大里農林振興センター、病害虫防除所、熊谷市、農薬メーカー、JA担当者等12名が参加しました。
ジャンボタニシとは俗称であり、正式名称はスクミリンゴガイ。タニシ科ではなくリンゴガイ科に属します。
殻の高さ20~25㍉の貝の場合、稚苗(2葉期)の稲を1個体で1日10株程度食べてしまいます。
熊谷市での被害は近年増加傾向で、深刻な状況にあることから早急な対応が求められています。
ジャンボタニシの防除は田植え時期に行うのが一般的ですが、防除後の夏場に産卵し数を増やします。
大きな貝は越冬が難しいとされていますが、卵から孵化した5~10㍉の小さな貝は越冬し田植え時期の水稲に被害をもたらします。
今回のように水稲の出穂後に防除を行うことにより、越冬貝を減らし来年の田植え時期の食害を抑えることが狙いです。
散布薬剤は粒剤のスクミンベイト3。
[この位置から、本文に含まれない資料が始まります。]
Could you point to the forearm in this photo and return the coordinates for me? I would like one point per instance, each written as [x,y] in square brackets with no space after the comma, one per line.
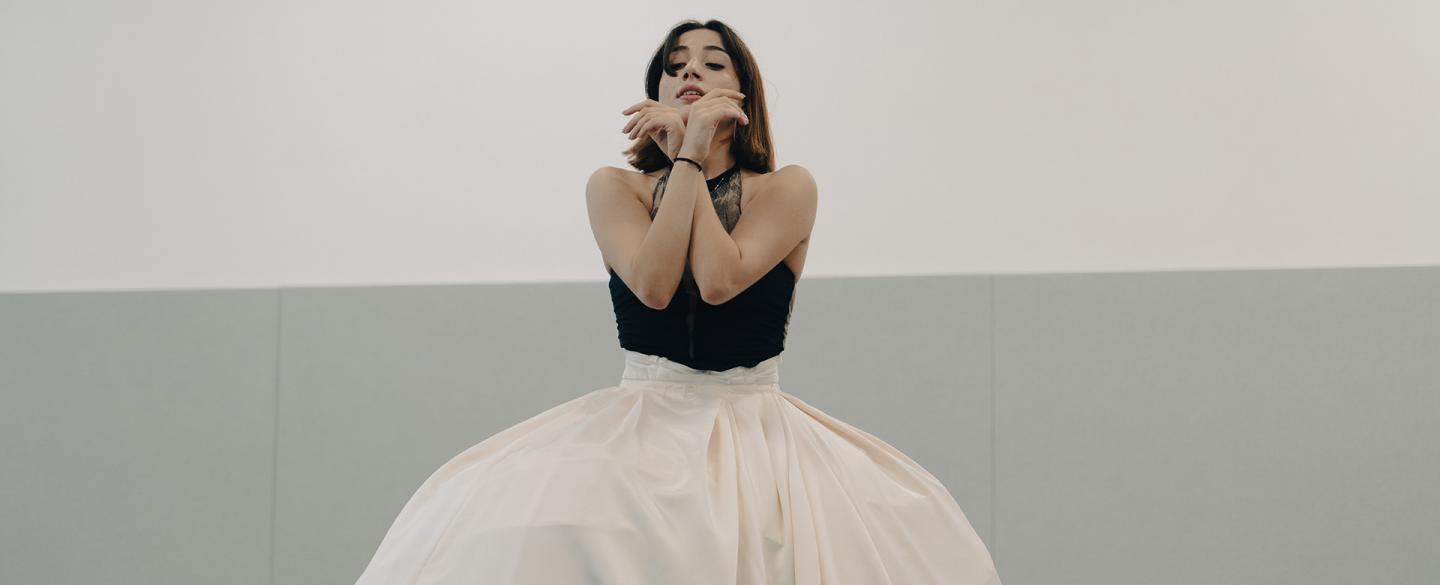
[713,254]
[661,258]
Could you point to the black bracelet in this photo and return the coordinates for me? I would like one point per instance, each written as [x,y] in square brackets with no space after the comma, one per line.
[691,162]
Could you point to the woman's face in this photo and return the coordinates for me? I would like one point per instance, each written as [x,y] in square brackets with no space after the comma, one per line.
[699,59]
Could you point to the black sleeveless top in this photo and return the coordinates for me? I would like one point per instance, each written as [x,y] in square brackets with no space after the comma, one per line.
[740,332]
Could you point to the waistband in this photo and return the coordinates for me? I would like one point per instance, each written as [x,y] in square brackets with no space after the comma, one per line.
[647,371]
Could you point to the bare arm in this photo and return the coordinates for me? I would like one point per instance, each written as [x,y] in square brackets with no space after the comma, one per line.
[726,264]
[650,257]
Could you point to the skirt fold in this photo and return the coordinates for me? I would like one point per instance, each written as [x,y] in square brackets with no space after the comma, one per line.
[681,477]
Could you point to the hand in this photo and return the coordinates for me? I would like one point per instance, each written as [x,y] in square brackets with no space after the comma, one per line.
[714,108]
[658,123]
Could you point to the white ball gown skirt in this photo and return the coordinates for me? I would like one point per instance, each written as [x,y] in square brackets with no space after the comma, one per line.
[681,477]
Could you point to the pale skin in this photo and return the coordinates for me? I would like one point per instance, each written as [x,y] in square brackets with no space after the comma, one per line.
[778,209]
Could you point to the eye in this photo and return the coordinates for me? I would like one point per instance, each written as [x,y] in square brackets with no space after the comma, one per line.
[676,67]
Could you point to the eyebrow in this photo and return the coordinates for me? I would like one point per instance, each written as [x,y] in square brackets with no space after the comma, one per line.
[706,48]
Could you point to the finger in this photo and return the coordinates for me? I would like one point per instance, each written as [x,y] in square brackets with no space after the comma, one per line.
[635,120]
[739,114]
[640,130]
[637,105]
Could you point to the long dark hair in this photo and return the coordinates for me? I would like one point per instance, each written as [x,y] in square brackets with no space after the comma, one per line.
[750,146]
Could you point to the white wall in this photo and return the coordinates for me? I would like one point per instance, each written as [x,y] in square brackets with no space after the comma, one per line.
[162,144]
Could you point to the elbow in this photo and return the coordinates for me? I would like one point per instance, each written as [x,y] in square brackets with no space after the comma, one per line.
[714,296]
[655,300]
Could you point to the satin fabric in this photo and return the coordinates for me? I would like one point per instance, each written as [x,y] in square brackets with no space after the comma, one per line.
[678,476]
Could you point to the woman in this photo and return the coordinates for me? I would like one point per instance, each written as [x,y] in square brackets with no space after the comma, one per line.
[696,469]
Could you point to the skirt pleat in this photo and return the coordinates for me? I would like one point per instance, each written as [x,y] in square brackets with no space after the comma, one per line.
[674,477]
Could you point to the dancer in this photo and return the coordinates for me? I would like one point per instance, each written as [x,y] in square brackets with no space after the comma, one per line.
[696,467]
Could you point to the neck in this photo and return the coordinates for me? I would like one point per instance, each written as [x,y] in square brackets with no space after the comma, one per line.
[719,159]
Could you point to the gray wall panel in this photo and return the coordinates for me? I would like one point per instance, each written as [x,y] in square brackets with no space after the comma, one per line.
[137,437]
[1257,427]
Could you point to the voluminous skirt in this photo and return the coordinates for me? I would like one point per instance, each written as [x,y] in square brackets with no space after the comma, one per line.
[681,477]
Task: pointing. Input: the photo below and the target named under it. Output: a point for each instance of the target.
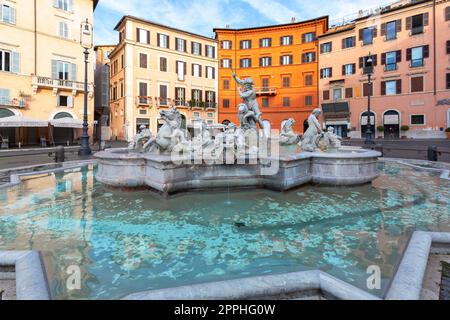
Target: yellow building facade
(42, 70)
(155, 67)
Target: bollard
(379, 148)
(59, 154)
(432, 153)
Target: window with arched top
(4, 113)
(61, 115)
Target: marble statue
(251, 114)
(331, 139)
(137, 145)
(287, 135)
(169, 135)
(310, 139)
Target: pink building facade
(409, 43)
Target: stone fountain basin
(345, 167)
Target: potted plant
(380, 129)
(404, 128)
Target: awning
(67, 123)
(335, 110)
(21, 121)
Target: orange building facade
(282, 60)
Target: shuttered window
(416, 84)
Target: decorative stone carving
(137, 145)
(310, 140)
(287, 136)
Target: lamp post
(368, 69)
(86, 42)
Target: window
(325, 47)
(308, 80)
(348, 42)
(265, 42)
(226, 44)
(326, 73)
(226, 63)
(348, 69)
(285, 60)
(163, 94)
(65, 101)
(196, 70)
(63, 30)
(286, 40)
(367, 35)
(265, 62)
(142, 36)
(417, 119)
(180, 69)
(308, 57)
(5, 61)
(143, 60)
(246, 63)
(162, 64)
(391, 87)
(63, 4)
(226, 84)
(416, 56)
(416, 84)
(416, 23)
(308, 37)
(337, 93)
(210, 51)
(390, 60)
(246, 44)
(143, 93)
(163, 41)
(210, 73)
(391, 29)
(180, 96)
(308, 100)
(196, 48)
(265, 102)
(180, 45)
(348, 93)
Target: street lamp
(368, 69)
(86, 36)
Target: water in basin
(128, 241)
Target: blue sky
(201, 16)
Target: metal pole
(368, 129)
(85, 150)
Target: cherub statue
(144, 134)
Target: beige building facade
(156, 66)
(410, 45)
(42, 70)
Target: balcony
(58, 84)
(266, 91)
(15, 102)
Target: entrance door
(391, 124)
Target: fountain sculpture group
(236, 156)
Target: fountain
(240, 156)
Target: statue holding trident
(248, 94)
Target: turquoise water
(132, 241)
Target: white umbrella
(21, 122)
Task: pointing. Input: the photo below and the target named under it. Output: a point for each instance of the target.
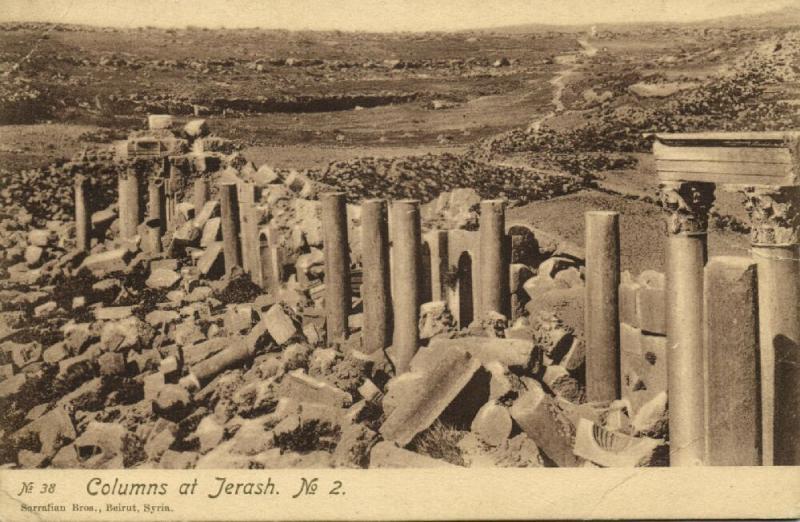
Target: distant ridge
(788, 16)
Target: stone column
(170, 174)
(130, 203)
(602, 306)
(688, 205)
(376, 286)
(265, 269)
(438, 247)
(337, 265)
(83, 214)
(229, 208)
(200, 195)
(493, 259)
(152, 240)
(775, 236)
(157, 200)
(732, 388)
(249, 224)
(407, 247)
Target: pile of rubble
(141, 361)
(425, 177)
(131, 354)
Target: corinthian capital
(688, 204)
(774, 215)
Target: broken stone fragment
(113, 313)
(387, 455)
(435, 319)
(354, 447)
(211, 232)
(34, 256)
(280, 324)
(209, 433)
(541, 418)
(161, 437)
(562, 384)
(173, 402)
(445, 373)
(652, 417)
(12, 386)
(6, 371)
(159, 318)
(613, 449)
(301, 387)
(152, 385)
(127, 334)
(503, 385)
(239, 318)
(89, 396)
(493, 424)
(211, 264)
(53, 430)
(236, 353)
(107, 262)
(40, 237)
(295, 356)
(516, 354)
(210, 209)
(23, 354)
(45, 309)
(101, 446)
(162, 279)
(111, 363)
(178, 459)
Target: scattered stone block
(212, 264)
(493, 424)
(541, 418)
(12, 386)
(162, 279)
(6, 371)
(113, 313)
(107, 262)
(301, 387)
(210, 209)
(160, 318)
(172, 402)
(651, 418)
(152, 385)
(628, 308)
(445, 372)
(23, 354)
(40, 237)
(651, 305)
(354, 447)
(281, 326)
(612, 449)
(111, 363)
(106, 443)
(34, 256)
(387, 455)
(210, 432)
(45, 309)
(516, 354)
(211, 232)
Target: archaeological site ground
(532, 246)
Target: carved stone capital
(688, 204)
(774, 215)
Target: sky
(373, 15)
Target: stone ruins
(224, 315)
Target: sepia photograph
(270, 236)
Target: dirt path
(559, 81)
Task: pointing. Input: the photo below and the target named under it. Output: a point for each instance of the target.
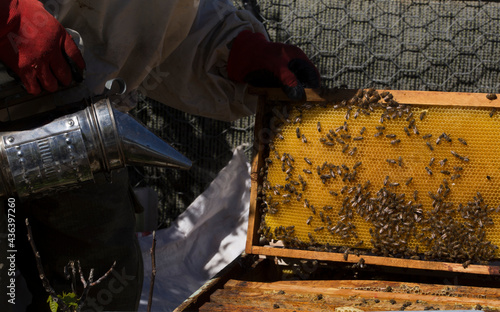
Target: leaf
(52, 304)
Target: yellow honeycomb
(381, 156)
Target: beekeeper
(196, 56)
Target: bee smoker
(66, 151)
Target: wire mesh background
(412, 45)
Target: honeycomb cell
(363, 183)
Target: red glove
(36, 46)
(261, 63)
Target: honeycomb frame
(347, 250)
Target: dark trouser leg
(95, 225)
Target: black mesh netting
(415, 45)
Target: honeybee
(429, 145)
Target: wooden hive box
(469, 122)
(302, 275)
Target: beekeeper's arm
(35, 46)
(225, 48)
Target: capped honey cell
(386, 213)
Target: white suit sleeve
(193, 78)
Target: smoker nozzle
(69, 150)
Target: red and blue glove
(36, 46)
(261, 63)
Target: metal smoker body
(67, 151)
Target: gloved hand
(36, 46)
(261, 63)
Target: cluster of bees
(399, 223)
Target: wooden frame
(402, 96)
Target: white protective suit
(174, 51)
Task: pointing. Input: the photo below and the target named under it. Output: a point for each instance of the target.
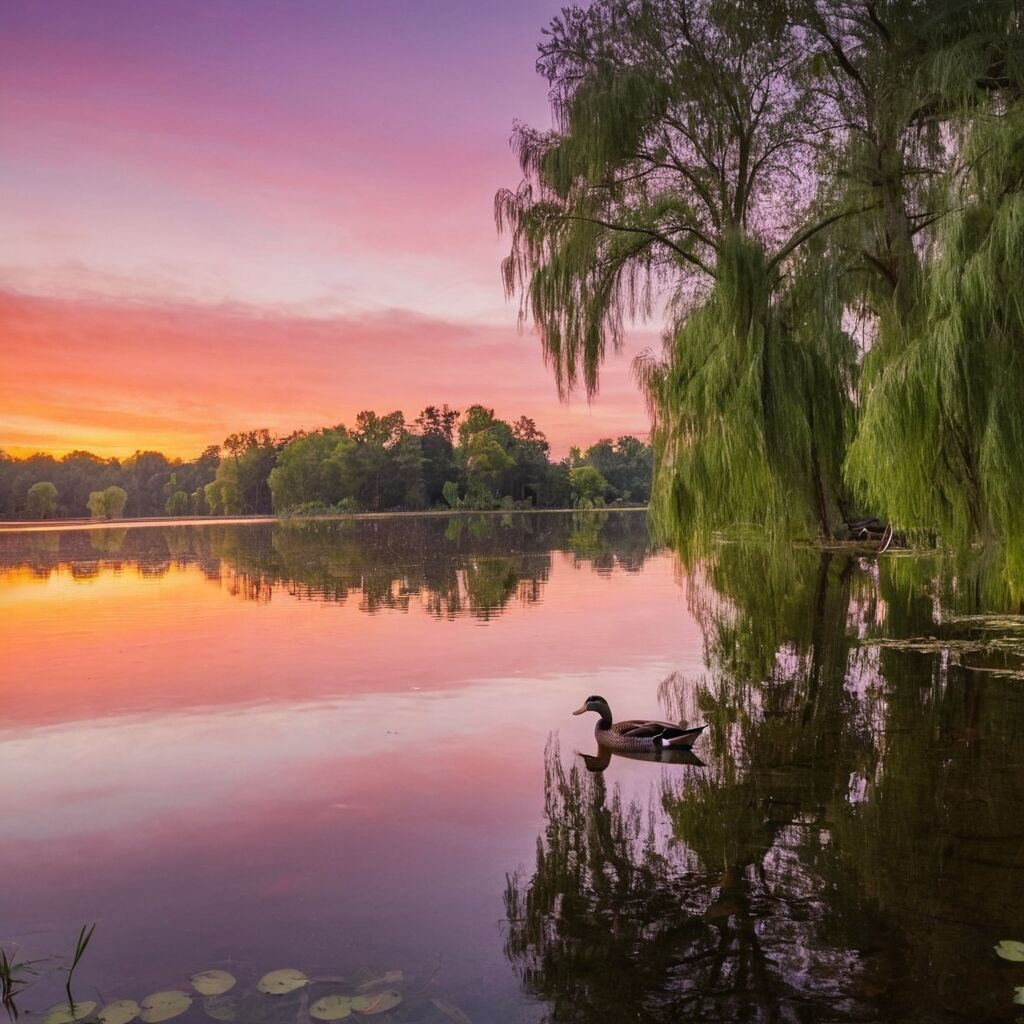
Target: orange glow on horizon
(114, 378)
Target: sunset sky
(218, 216)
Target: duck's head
(595, 704)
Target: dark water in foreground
(346, 748)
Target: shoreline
(64, 525)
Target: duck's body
(638, 734)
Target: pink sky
(221, 216)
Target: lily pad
(282, 982)
(119, 1012)
(68, 1013)
(164, 1006)
(378, 1004)
(212, 982)
(1011, 949)
(332, 1008)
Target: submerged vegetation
(445, 459)
(827, 202)
(851, 848)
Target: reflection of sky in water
(295, 780)
(328, 747)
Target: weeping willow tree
(941, 442)
(677, 181)
(772, 181)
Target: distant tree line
(443, 459)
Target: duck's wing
(644, 729)
(650, 728)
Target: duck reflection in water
(599, 761)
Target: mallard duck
(637, 734)
(663, 756)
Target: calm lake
(346, 748)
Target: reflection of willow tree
(855, 844)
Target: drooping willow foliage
(774, 181)
(941, 439)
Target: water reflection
(854, 846)
(474, 565)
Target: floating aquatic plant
(119, 1012)
(164, 1006)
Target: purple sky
(236, 214)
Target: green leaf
(1011, 949)
(332, 1008)
(212, 982)
(119, 1012)
(283, 981)
(165, 1006)
(68, 1013)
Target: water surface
(346, 747)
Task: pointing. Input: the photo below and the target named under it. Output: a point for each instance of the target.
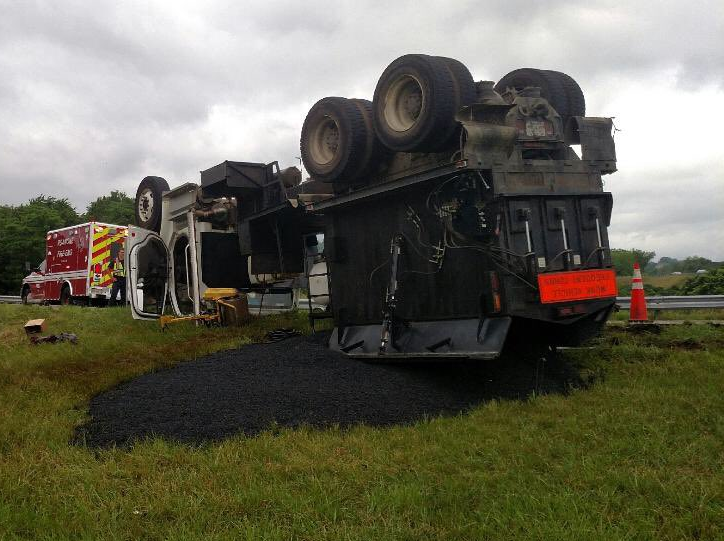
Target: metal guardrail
(691, 302)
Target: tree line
(23, 229)
(623, 261)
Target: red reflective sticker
(577, 285)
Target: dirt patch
(300, 382)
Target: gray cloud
(94, 97)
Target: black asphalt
(300, 382)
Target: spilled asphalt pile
(297, 382)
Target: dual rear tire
(413, 110)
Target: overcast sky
(96, 95)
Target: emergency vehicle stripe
(101, 253)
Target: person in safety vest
(119, 277)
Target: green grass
(655, 284)
(639, 455)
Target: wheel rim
(324, 141)
(145, 205)
(404, 102)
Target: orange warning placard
(576, 285)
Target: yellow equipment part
(216, 293)
(230, 308)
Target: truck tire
(576, 99)
(337, 141)
(414, 104)
(463, 79)
(561, 90)
(148, 202)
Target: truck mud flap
(448, 339)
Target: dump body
(503, 237)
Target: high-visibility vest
(118, 270)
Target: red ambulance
(76, 264)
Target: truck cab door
(147, 264)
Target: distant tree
(22, 235)
(705, 284)
(695, 262)
(116, 208)
(623, 260)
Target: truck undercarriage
(497, 234)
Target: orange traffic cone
(638, 310)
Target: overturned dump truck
(445, 218)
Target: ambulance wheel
(65, 296)
(148, 202)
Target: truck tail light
(495, 290)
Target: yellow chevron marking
(103, 244)
(99, 257)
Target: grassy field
(639, 455)
(653, 282)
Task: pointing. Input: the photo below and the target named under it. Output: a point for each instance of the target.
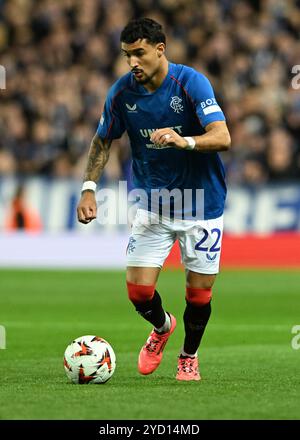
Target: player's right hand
(87, 207)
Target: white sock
(166, 327)
(183, 353)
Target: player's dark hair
(143, 28)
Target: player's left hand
(167, 136)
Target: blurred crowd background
(62, 56)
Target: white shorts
(199, 241)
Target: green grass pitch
(249, 368)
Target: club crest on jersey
(131, 109)
(176, 105)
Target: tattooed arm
(97, 159)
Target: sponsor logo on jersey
(210, 106)
(131, 109)
(176, 104)
(146, 132)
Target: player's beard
(145, 78)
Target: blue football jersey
(185, 102)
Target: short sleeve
(200, 90)
(111, 124)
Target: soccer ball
(89, 359)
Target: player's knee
(198, 297)
(138, 293)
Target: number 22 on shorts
(200, 246)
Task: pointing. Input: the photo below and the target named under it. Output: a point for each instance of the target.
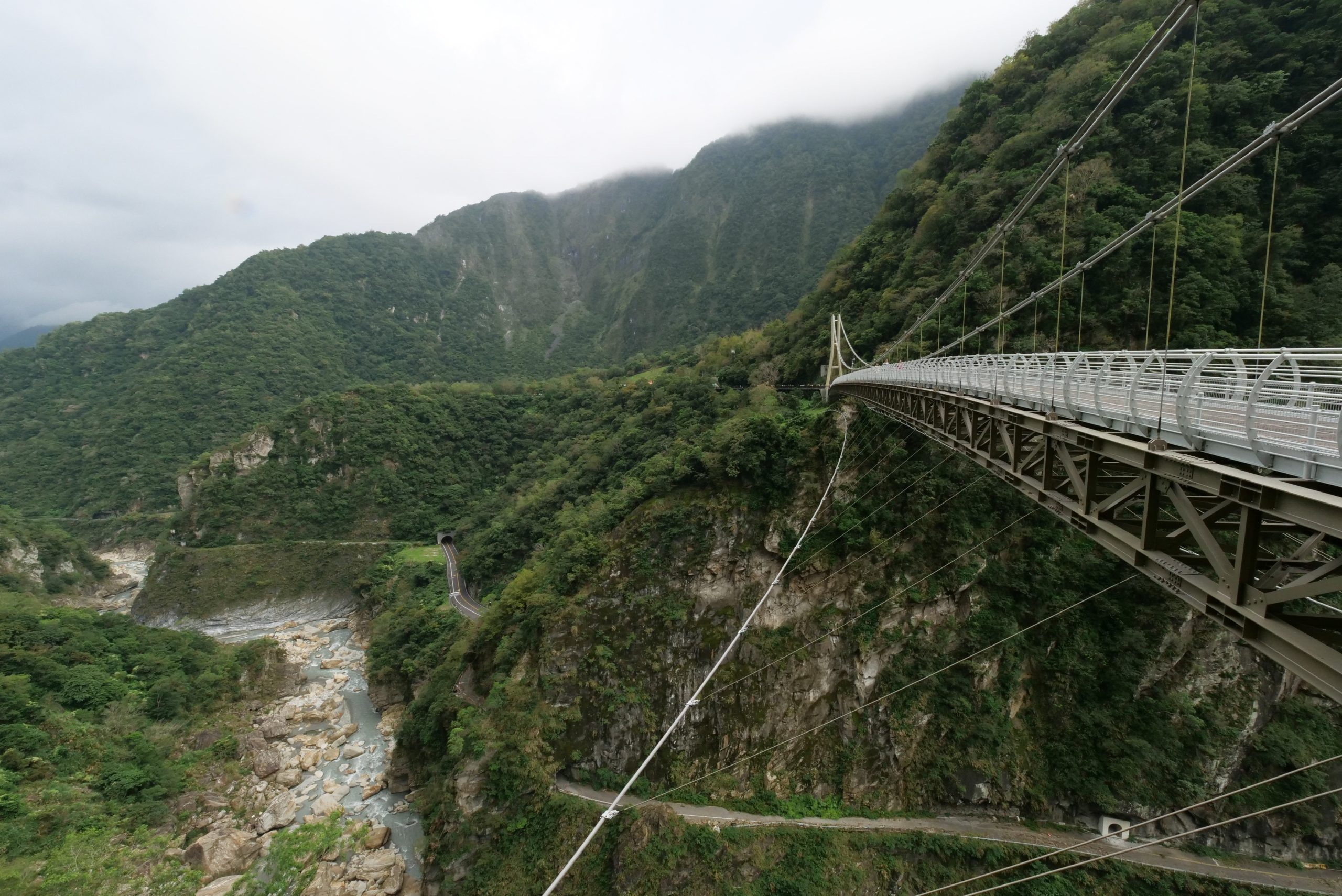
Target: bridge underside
(1246, 549)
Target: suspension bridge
(1214, 473)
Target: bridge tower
(835, 367)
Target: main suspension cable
(1267, 254)
(886, 696)
(1178, 223)
(1144, 58)
(1141, 824)
(904, 491)
(612, 811)
(1254, 148)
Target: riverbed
(345, 777)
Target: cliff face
(1125, 706)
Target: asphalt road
(461, 597)
(1242, 871)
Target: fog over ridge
(147, 152)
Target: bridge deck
(1274, 410)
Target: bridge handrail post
(1133, 413)
(1187, 384)
(1069, 380)
(1251, 407)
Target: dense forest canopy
(1255, 63)
(100, 416)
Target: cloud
(151, 150)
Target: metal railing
(1276, 410)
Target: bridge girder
(1235, 545)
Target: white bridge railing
(1270, 408)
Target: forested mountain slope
(1255, 63)
(101, 415)
(618, 530)
(631, 526)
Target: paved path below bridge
(1243, 871)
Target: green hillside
(619, 529)
(1255, 63)
(101, 415)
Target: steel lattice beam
(1232, 544)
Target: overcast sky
(151, 147)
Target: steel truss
(1239, 547)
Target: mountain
(25, 338)
(621, 529)
(658, 260)
(102, 415)
(1255, 63)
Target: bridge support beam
(1242, 548)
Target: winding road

有効成分である燐酸第二鉄を含んでおり、ジャンボタニシが粒剤を食べると食欲が低下し、餌が食べられなくなることで防除効果が期待できます。
本剤は使用回数の制限がなく空中散布にも適していることから今回の防除作業で使用しました。
9月9日(金)および16日(金)には同圃場にトラップを仕掛け、防除をしていない圃場と比較し、薬剤の効果を検証しました。
未防除の圃場に比べ薬剤を散布した圃場はトラップにかかったジャンボタニシが少なく、ジャンボタニシの食欲が低下していることが確認できました。
奈良地区の農業生産法人である株式会社太陽ファーム奈良の田中輝久代表取締役社長は「ジャンボタニシによる被害で米の収量が減ってしまう。何としても被害を抑えたい。今回の防除で今後の方向性が示せれば」と話しました。